「この健康サプリを飲み始めてから風邪をひかなくなった。…」のどこがおかしい?
「この健康サプリを飲み始めてから風邪をひかなくなった。明らかにサプリのおかげで免疫力が上がったんだ」
次のうち、この発言に含まれる論理的な問題点はどれでしょう?
- A. 偶然と原因の取り違え(因果と相関の混同)
- B. 二つに一つの決めつけ(二者択一の罠)
- C. 同じことの言い換え(循環論法)
- D. 話のはぐらかし(論点すり替え)
答え:A. 偶然と原因の取り違え(因果と相関の混同)
なぜこれが答えなのか
この発言は「サプリを飲み始めた時期」と「風邪をひかなくなった時期」がたまたま重なっただけの可能性を無視して、サプリが原因だと断定しています。実際には、季節の変化、生活リズムの改善、たまたま風邪が流行しなかった年だったなど、他の要因がいくらでも考えられます。2つの出来事が同時期に起きたからといって、一方が他方の原因とは限りません。
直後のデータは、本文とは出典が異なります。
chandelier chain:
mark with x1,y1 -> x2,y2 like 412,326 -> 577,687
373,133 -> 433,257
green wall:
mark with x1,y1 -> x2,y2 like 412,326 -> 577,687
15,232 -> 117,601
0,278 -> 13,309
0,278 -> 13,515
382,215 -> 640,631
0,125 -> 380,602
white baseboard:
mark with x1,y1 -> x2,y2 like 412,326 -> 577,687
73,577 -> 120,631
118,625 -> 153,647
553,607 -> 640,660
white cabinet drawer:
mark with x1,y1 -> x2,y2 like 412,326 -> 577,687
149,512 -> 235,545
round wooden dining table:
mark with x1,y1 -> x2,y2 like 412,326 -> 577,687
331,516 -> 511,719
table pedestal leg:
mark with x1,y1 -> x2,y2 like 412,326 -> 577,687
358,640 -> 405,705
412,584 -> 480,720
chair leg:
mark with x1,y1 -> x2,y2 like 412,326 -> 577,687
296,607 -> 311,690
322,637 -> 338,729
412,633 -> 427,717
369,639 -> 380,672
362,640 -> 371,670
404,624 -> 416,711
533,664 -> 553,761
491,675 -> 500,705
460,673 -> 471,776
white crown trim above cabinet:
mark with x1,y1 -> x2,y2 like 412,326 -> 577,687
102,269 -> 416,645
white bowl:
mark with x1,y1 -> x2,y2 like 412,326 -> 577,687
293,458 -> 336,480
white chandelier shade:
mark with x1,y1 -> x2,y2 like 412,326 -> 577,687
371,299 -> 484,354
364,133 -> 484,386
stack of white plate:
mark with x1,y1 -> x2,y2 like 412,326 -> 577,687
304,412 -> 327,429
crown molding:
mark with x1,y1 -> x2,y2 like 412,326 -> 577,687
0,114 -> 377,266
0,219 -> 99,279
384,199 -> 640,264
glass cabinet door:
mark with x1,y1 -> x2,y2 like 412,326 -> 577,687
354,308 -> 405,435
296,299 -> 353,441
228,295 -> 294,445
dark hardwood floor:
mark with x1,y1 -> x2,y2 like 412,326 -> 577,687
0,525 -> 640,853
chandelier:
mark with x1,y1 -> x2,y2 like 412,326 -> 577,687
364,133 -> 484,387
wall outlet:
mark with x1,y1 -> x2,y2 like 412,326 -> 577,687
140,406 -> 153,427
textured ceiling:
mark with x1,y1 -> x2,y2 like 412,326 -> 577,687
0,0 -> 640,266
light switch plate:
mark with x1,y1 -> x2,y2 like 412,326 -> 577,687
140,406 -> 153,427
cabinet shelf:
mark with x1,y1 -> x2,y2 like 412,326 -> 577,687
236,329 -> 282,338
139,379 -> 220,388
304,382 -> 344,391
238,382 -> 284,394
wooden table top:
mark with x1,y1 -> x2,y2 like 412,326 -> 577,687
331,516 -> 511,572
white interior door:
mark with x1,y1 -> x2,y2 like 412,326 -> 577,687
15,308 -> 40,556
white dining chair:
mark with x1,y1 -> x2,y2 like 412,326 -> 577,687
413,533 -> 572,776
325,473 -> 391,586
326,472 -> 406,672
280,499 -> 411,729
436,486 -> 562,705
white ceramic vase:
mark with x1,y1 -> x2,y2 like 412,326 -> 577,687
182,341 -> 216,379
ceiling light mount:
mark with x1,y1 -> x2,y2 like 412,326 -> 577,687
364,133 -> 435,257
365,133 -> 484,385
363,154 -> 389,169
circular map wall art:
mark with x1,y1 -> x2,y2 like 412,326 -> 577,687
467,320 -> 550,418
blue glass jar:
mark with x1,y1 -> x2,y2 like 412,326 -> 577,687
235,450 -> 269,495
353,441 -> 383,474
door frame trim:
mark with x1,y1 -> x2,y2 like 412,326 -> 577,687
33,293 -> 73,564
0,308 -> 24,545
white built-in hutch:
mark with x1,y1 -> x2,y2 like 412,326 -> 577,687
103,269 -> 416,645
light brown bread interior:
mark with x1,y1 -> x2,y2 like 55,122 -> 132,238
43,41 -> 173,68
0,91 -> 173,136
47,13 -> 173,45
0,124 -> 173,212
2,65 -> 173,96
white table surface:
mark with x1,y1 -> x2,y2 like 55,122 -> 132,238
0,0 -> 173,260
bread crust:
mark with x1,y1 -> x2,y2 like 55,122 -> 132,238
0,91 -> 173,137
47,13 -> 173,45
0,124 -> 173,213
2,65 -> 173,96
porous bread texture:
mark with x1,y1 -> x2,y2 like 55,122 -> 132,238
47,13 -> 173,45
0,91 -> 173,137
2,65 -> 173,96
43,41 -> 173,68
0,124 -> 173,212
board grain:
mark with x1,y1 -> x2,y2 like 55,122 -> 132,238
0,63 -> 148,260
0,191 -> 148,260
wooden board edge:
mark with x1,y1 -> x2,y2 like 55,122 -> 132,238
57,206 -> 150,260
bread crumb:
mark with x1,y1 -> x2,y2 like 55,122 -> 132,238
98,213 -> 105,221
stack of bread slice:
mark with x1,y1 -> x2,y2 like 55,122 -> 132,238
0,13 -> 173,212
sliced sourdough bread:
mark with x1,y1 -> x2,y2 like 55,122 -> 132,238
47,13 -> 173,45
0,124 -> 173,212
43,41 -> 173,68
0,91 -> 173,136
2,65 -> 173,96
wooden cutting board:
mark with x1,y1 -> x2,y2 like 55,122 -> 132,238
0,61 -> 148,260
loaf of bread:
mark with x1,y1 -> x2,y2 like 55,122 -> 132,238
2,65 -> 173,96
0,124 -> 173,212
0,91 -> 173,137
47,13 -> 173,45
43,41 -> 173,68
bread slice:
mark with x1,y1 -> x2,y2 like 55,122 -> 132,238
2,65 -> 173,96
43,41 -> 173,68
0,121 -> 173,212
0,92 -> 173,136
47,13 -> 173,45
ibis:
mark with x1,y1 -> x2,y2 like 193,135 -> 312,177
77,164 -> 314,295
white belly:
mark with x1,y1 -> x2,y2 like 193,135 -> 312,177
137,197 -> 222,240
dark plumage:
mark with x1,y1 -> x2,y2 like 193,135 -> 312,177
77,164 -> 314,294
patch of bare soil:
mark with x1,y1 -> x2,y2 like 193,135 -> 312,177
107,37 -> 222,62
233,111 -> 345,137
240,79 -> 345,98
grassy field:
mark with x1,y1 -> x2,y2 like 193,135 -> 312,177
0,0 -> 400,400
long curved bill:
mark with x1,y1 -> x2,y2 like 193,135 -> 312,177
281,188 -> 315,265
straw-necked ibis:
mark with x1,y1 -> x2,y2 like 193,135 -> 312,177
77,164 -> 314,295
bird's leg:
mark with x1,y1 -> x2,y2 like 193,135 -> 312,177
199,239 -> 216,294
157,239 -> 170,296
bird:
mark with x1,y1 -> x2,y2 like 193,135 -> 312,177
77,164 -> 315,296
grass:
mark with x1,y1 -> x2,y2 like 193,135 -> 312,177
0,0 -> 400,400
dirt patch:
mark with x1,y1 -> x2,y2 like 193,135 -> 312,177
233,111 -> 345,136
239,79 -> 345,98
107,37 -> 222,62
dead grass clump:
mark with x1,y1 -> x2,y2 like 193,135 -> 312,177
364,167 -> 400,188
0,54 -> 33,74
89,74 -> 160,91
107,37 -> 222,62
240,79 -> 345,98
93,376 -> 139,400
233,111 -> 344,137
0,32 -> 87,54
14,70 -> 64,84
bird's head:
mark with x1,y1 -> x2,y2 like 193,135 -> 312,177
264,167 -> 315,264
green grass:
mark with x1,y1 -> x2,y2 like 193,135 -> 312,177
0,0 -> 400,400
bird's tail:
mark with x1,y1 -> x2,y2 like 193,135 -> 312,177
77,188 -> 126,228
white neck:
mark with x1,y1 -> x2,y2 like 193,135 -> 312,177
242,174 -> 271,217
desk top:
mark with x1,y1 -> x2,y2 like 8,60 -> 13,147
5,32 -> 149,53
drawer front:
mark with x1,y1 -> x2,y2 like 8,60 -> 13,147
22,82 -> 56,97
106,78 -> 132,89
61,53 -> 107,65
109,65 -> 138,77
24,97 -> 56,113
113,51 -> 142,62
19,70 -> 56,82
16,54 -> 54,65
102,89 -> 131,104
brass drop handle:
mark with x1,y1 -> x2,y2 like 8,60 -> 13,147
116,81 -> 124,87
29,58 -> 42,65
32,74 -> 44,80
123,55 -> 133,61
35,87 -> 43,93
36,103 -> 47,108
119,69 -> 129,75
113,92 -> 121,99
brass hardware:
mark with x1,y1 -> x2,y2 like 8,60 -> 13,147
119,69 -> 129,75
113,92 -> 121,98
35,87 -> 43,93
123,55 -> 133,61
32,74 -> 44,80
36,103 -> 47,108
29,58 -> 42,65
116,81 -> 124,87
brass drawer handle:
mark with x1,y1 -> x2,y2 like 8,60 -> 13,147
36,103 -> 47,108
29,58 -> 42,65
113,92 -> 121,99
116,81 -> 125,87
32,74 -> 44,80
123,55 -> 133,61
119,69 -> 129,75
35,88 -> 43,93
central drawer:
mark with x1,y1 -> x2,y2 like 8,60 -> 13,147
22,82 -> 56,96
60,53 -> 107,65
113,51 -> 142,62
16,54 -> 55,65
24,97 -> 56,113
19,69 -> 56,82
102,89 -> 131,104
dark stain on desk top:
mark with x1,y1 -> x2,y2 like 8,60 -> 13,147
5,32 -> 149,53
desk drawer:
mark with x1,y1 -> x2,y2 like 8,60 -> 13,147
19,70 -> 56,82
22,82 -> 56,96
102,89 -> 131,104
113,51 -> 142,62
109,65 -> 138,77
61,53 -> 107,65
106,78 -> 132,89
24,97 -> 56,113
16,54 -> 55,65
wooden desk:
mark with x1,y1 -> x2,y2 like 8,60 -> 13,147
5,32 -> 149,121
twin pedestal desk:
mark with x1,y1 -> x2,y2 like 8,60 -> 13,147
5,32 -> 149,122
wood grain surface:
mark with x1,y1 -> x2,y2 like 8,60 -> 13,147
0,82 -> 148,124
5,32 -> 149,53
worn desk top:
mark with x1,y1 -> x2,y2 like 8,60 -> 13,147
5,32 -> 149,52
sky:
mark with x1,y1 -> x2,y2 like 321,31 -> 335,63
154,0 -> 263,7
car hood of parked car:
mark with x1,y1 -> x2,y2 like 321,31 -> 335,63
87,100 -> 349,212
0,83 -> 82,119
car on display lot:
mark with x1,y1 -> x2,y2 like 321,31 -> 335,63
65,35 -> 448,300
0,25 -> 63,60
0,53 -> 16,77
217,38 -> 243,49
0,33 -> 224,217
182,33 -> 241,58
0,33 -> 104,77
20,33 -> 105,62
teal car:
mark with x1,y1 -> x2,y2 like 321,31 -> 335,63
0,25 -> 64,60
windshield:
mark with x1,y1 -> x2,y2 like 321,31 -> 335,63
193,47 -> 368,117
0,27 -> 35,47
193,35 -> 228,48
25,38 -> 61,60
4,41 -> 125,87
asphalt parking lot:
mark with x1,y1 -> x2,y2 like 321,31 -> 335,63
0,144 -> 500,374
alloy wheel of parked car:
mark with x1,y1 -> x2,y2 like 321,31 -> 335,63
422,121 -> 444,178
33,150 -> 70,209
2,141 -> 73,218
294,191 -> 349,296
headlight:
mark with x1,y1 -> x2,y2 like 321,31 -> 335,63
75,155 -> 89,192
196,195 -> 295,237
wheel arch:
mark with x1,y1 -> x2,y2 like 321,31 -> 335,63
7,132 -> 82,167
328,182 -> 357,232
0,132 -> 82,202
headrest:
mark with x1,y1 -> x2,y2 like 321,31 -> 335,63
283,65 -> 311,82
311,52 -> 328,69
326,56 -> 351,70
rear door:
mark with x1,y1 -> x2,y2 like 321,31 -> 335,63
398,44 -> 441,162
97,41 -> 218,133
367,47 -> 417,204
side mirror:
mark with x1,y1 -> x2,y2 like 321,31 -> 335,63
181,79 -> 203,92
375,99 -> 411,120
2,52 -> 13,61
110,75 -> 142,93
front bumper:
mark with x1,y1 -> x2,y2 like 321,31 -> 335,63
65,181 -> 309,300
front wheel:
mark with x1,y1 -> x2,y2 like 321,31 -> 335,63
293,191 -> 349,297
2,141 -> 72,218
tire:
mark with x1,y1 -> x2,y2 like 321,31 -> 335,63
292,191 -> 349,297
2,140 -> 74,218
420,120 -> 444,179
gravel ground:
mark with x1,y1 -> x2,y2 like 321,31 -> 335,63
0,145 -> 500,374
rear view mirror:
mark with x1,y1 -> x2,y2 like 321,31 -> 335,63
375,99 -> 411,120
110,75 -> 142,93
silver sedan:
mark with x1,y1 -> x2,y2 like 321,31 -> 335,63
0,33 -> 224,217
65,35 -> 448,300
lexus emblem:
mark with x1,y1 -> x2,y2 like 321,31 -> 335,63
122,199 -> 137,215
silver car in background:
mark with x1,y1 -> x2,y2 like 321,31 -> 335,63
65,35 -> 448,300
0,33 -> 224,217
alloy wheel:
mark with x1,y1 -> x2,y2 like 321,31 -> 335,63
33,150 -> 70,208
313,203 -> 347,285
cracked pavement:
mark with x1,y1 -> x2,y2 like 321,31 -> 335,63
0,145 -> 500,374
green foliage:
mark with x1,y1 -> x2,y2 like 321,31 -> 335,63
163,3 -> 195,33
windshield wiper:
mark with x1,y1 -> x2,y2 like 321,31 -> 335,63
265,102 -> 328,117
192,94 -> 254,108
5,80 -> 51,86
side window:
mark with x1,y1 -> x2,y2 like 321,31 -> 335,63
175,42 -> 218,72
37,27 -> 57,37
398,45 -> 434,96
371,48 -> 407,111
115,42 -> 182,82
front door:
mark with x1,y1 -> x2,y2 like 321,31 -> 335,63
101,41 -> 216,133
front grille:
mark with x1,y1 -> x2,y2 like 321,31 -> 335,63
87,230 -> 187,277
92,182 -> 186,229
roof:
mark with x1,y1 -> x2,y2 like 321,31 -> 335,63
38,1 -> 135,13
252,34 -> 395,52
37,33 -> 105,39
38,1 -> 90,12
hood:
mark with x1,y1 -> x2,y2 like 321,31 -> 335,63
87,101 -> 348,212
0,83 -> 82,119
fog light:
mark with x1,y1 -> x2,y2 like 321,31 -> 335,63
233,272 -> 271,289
これは「因果と相関の混同」の典型例です。
ほかの選択肢がちがう理由
- B: 二者択一の罠は「AかBか」と選択肢を2つに絞り込むパターンですが、この発言にはそうした構造はありません
- C: 循環論法は結論と根拠が同じことを言い換えているパターンですが、この発言は「サプリ→免疫力向上」という因果を主張しており、同語反復ではありません
- D: 論点すり替えは話題を別の方向にそらすパターンですが、この発言は一貫してサプリと健康の関係について述べています
暮らしでの使いどころ
「○○を始めてから調子が良くなった」と感じたとき、本当にそれが原因かどうかを確かめるのは難しいものです。同じ時期に生活習慣が変わっていないか、季節や環境の影響はないかなど、他の可能性も考えてみましょう。体感と実際の効果を区別する冷静さが、健康情報に振り回されないコツです。